ASSUMPTION OF RISK AND LIABILITY RELEASE: I am the custodial parent or guardian of the applicant and I assume for myself, the applicant, and every other parent or guardian the risks, including the risk of illness, injury, death and damage to property, inherent in the activities associated with camping including, but not limited to, tobogganing, tubing, sledding, and other snow sports; swimming, floating, and other water sports; climbing, hiking, and other mountain sports; and other exposure to the conditions of nature in a rural, mountain environment. I agree, for all such persons, to the full extent permitted by Washington law, to release and hold harmless Washington Mennonite Fellowship/Camp CAMREC and its caretakers, staff, officers, directors, and/or agents from any damages, claims, liabilities, and injuries relating the applicant’s participation in any Camp CAMREC activities and the applicant’s use of camp dining, lodging, and other facilities made available to him or her.
MEDICAL RELEASE: The health history provided above is correct so far as I know. To the full extent permitted by Washington law, I agree for myself, the applicant, and every other parent or guardian to release and hold harmless Washington Mennonite Fellowship/Camp CAMREC and its caretakers, staff, officers, directors, and/or agents from any damages, claims, liabilities, or injury suffered by the applicant at or involved with Camp CAMREC, including but not limited to those arising from the rendering of first aid or medical treatment. I hereby give permission, on behalf of all such persons, to the appropriate licensed health care provider(s) selected by camp staff or their designees to order X-rays, routine tests, and treatment for the health of the applicant named above and, in the event I cannot be reached in an emergency, I hereby give permission, on behalf of all such persons, to such provider(s) to hospitalize, secure proper treatment for, and to order injection and/or anesthesia and/or surgery for this applicant.
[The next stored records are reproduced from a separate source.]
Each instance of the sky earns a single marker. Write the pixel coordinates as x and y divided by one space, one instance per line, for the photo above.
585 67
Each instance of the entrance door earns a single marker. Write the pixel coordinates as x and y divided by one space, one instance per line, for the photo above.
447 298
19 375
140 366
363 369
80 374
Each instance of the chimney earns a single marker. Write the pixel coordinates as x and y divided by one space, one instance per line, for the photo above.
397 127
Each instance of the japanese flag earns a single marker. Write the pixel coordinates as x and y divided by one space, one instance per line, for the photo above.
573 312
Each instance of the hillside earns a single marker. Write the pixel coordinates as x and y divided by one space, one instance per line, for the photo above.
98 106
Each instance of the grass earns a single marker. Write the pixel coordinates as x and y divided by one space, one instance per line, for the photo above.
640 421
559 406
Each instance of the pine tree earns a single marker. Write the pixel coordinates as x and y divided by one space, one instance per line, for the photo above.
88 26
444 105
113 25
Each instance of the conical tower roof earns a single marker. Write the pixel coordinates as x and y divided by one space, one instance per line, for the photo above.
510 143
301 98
I hereby give permission, on behalf of all such persons, to the camp program director, camp medical staff, and/or their designees to dispense to the applicant the prescription and over-the-counter medications that I provide to such staff upon the applicant’s arrival, so long as all such medications are in their original containers and all prescription medications are labeled with the applicant’s name and health care provider’s ordered dose on the bottle, and to dispense other over-the-counter medications to the applicant if indicated by minor injuries, pain, or discomfort. This form may be photocopied for use outside of camp.
MEDIA RELEASE: I grant for myself, the applicant, and every other parent or guardian to Washington Mennonite Fellowship/Camp CAMREC and to its agents the right to photograph or film the applicant’s participation in Camp CAMREC activities and use the photos and/or other reproduction of the applicant’s images for publication purposes, whether electronic, print, digital, or publishing via the Internet without compensation or approval rights.
If the applicant is selected and if they turn 18 before or during the designated period of service, I understand, on behalf of myself, the applicant, and any other parent or guardian, that the applicant will be required to sign an assumption and release similar to the foregoing as a condition to further participation in Camp CAMREC service opportunities.